На тротуаре находилось довольно много людей, но все на расстоянии. Ближе всех стояли две женщины. Обе изумленно присвистнули, а потом одна показала радостный и непристойный жест восхищения. Хорошо одетый мужчина заметил Сирафа чуть позже, чем его две наемные сотрудницы. Но, как и большинство успешных сутенеров, соображал он быстро. Оценив рельефный живот нагого незнакомца, механическую силу бедер, гладкую и размеренную походку, он заблокировал обе двери и повернул ключ в замке зажигания.
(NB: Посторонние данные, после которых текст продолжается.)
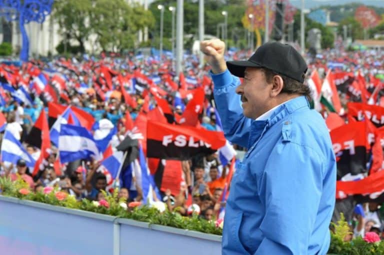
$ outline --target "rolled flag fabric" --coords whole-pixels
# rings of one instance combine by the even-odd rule
[[[2,112],[0,112],[0,132],[2,132],[6,129],[6,120]]]
[[[222,132],[148,120],[147,156],[184,160],[214,152],[226,144]]]
[[[58,150],[62,164],[90,157],[96,160],[102,158],[92,135],[82,126],[62,124]]]
[[[35,160],[17,139],[9,131],[6,131],[2,142],[2,160],[16,164],[20,158],[26,162],[26,166],[33,168]]]
[[[124,156],[124,152],[117,151],[102,162],[102,165],[110,172],[114,179],[116,178],[120,166],[122,164]]]

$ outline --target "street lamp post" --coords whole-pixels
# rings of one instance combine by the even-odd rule
[[[250,14],[248,15],[248,16],[250,18],[250,52],[254,52],[254,16],[252,14]]]
[[[172,12],[172,67],[174,69],[174,14],[176,8],[170,6],[169,10]]]
[[[305,36],[305,23],[304,22],[304,0],[302,0],[302,12],[300,13],[300,46],[302,48],[302,54],[306,52],[306,44],[304,37]]]
[[[228,42],[227,42],[227,35],[228,33],[227,32],[227,28],[228,26],[228,12],[226,10],[223,10],[222,12],[222,14],[224,16],[224,32],[223,35],[223,39],[224,39],[224,41],[226,42],[226,47],[228,47]]]
[[[184,0],[178,0],[176,6],[176,75],[178,74],[182,69],[183,52]]]
[[[264,42],[270,40],[270,0],[266,0],[266,32],[264,34]]]
[[[162,24],[164,17],[164,6],[159,4],[158,8],[160,10],[160,60],[162,58]]]

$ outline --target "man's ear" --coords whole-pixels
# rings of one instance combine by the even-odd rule
[[[278,75],[274,76],[272,78],[272,88],[270,90],[270,96],[274,98],[280,94],[284,86],[284,82],[282,76]]]

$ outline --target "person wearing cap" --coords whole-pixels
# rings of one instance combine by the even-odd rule
[[[226,62],[223,42],[200,48],[226,137],[248,149],[230,184],[222,254],[326,254],[336,162],[325,122],[310,108],[305,61],[276,42]]]
[[[26,174],[26,162],[22,158],[19,159],[16,163],[16,168],[18,170],[18,174],[14,172],[10,172],[12,167],[10,167],[8,169],[6,170],[5,176],[8,177],[10,176],[10,180],[12,181],[15,181],[18,179],[18,174],[21,178],[24,180],[26,182],[30,185],[30,187],[31,188],[34,188],[34,179],[30,176]]]

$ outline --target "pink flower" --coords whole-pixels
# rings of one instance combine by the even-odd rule
[[[108,202],[107,202],[104,199],[102,199],[102,200],[99,201],[98,202],[98,204],[100,206],[102,206],[106,207],[106,208],[110,208],[110,204],[108,203]]]
[[[219,218],[216,220],[214,222],[215,225],[216,225],[216,228],[222,228],[222,222],[224,221],[224,220],[222,218]]]
[[[18,192],[23,195],[28,195],[30,192],[28,188],[22,188],[18,190]]]
[[[54,194],[54,196],[56,196],[56,198],[58,198],[58,200],[62,201],[66,199],[68,196],[68,194],[65,192],[58,192]]]
[[[141,202],[130,202],[128,204],[128,207],[137,207],[142,204]]]
[[[364,236],[364,240],[366,242],[380,242],[380,236],[374,232],[368,232]]]
[[[53,187],[50,187],[50,186],[46,186],[46,188],[44,188],[44,189],[42,190],[42,192],[44,194],[49,194],[53,190],[54,190]]]

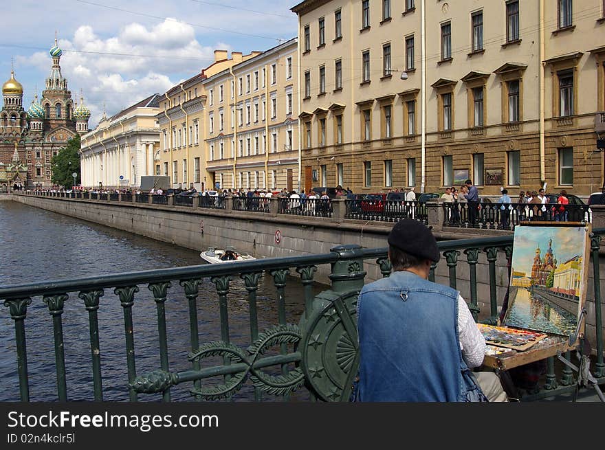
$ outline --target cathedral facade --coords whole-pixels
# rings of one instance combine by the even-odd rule
[[[52,67],[39,102],[36,93],[25,109],[23,87],[14,71],[2,86],[0,190],[50,188],[52,157],[76,133],[88,131],[90,111],[82,99],[80,106],[76,106],[72,98],[67,80],[61,74],[59,63],[63,51],[56,40],[50,54]]]

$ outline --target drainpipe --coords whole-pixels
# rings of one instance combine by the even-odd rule
[[[181,85],[181,91],[183,91],[183,99],[185,99],[185,96],[187,95],[187,93],[185,91],[184,88],[183,88],[183,85]],[[191,100],[190,98],[189,99]],[[183,108],[183,103],[181,103],[179,105],[181,107],[181,111],[183,111],[183,114],[185,115],[185,135],[183,136],[183,138],[185,139],[185,158],[186,158],[187,166],[189,166],[189,146],[190,145],[190,142],[189,139],[187,138],[187,132],[189,131],[189,115],[185,112],[185,109]],[[189,170],[187,170],[187,179],[183,180],[185,182],[185,189],[189,188]]]
[[[546,181],[544,136],[544,0],[540,0],[540,180],[542,184]]]
[[[170,101],[170,99],[168,96],[168,92],[164,93],[164,96],[168,100],[168,109],[173,107],[173,102]],[[173,120],[170,119],[170,116],[168,115],[168,109],[164,109],[164,115],[166,116],[166,118],[168,120],[168,135],[169,139],[169,142],[170,144],[170,167],[168,168],[168,177],[170,177],[170,172],[172,170],[173,168],[173,147],[174,146],[175,143],[173,142]]]
[[[237,84],[235,80],[235,74],[233,73],[233,66],[229,66],[229,73],[233,79],[233,190],[235,190],[235,175],[236,166],[237,165],[237,121],[239,116],[237,114]],[[265,80],[267,85],[267,80]]]

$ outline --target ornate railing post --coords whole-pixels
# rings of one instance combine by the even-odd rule
[[[99,309],[99,298],[104,295],[102,289],[80,292],[78,296],[84,300],[88,311],[90,330],[90,352],[92,355],[92,375],[94,385],[95,401],[103,400],[103,388],[101,381],[101,352],[99,346],[99,320],[97,311]]]
[[[147,286],[153,293],[155,306],[157,310],[157,334],[160,340],[160,359],[162,369],[164,372],[168,372],[168,338],[166,335],[166,296],[168,288],[172,284],[169,281],[160,283],[150,283]],[[164,401],[170,401],[170,388],[167,388],[163,392]]]
[[[54,361],[57,375],[57,394],[59,401],[67,401],[67,384],[65,380],[65,352],[63,350],[63,326],[61,315],[67,294],[44,295],[42,301],[48,306],[48,312],[52,316],[52,329],[54,336]]]
[[[601,280],[599,267],[599,249],[601,247],[601,236],[591,234],[591,251],[593,253],[593,282],[595,286],[595,328],[597,335],[597,363],[595,365],[595,376],[605,376],[605,364],[603,363],[603,322],[601,315]]]
[[[135,293],[139,291],[138,286],[127,286],[113,289],[113,293],[120,296],[120,304],[124,311],[124,336],[126,341],[126,362],[128,367],[129,396],[130,401],[137,401],[137,392],[131,387],[137,376],[135,364],[135,338],[132,323],[132,306],[134,304]]]
[[[14,339],[16,344],[16,368],[19,376],[19,392],[21,401],[30,401],[30,384],[28,380],[28,350],[25,346],[25,319],[28,306],[32,304],[29,297],[5,300],[10,317],[14,321]]]
[[[477,306],[477,262],[479,260],[479,249],[466,249],[464,254],[466,255],[466,260],[468,262],[468,271],[470,282],[470,305],[468,308],[472,314],[473,319],[477,321],[479,314],[479,308]]]
[[[456,266],[458,265],[458,256],[460,251],[458,250],[447,250],[443,252],[446,262],[450,268],[450,287],[456,289]]]
[[[197,328],[197,296],[199,295],[200,278],[192,280],[182,280],[179,284],[185,289],[185,297],[189,304],[189,341],[191,344],[191,351],[195,352],[199,348],[199,333]],[[199,370],[199,361],[194,360],[192,366],[194,370]],[[199,389],[201,383],[196,380],[193,385],[196,389]],[[195,396],[196,400],[200,400],[199,396]]]
[[[487,255],[490,265],[490,323],[495,325],[498,319],[498,299],[496,291],[496,260],[498,259],[498,247],[487,247],[483,249]]]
Телепатически ощупав механизм, Сираф потушил искру. Затем пробил руками стекло, крепко вцепился в стальную дверь и разом вырвал ее из рамы. Аккуратно разместив дверь на крыше автомобиля, он потянулся в салон за мужчиной, который уже выбирался через дальнюю дверь, и схватил его за плечо и бедро. После произнес пару заранее подготовленных успокаивающих фраз.
– Ну же иди сюда, – сказал он ласково. – Не бойся. Все и минуты не займет, и опять будешь в тепле.
Мужчина ответил долгим, испуганным взглядом. Сираф воздействовал на болевые точки в плече и ноге, сведя на нет сопротивление, и вытащил мужчину из автомобиля.
– Полезай наружу, – сказал Сираф, хоть и не был уверен, правильно ли выразился. Он поднял мужчину над головой и на прямых руках отнес его на тротуар, усадил, прислонил к стене и принялся снимать одежду. Неподалеку собиралась толпа заинтересованных зевак. Сираф позаимствовал шляпу, рубашку, брюки и, наконец, ботинки, а драгоценности оставил владельцу.
Одевшись – причем за считаные мгновения, – он поднял еще не пришедший в себя источник одежды, понес его в переулок и опустил в самый большой ящик со стружкой. Разместил утеплитель вокруг всего тела, чтобы снаружи осталась одна голова, похожая на оправленный драгоценный камень или транспортируемый фрукт. И поскольку уже и так грубо нарушил правила поведения, Сираф дружелюбно отсалютовал толпе в знак прощания, взбежал по стене ближайшего здания и исчез над восемнадцатым этажом.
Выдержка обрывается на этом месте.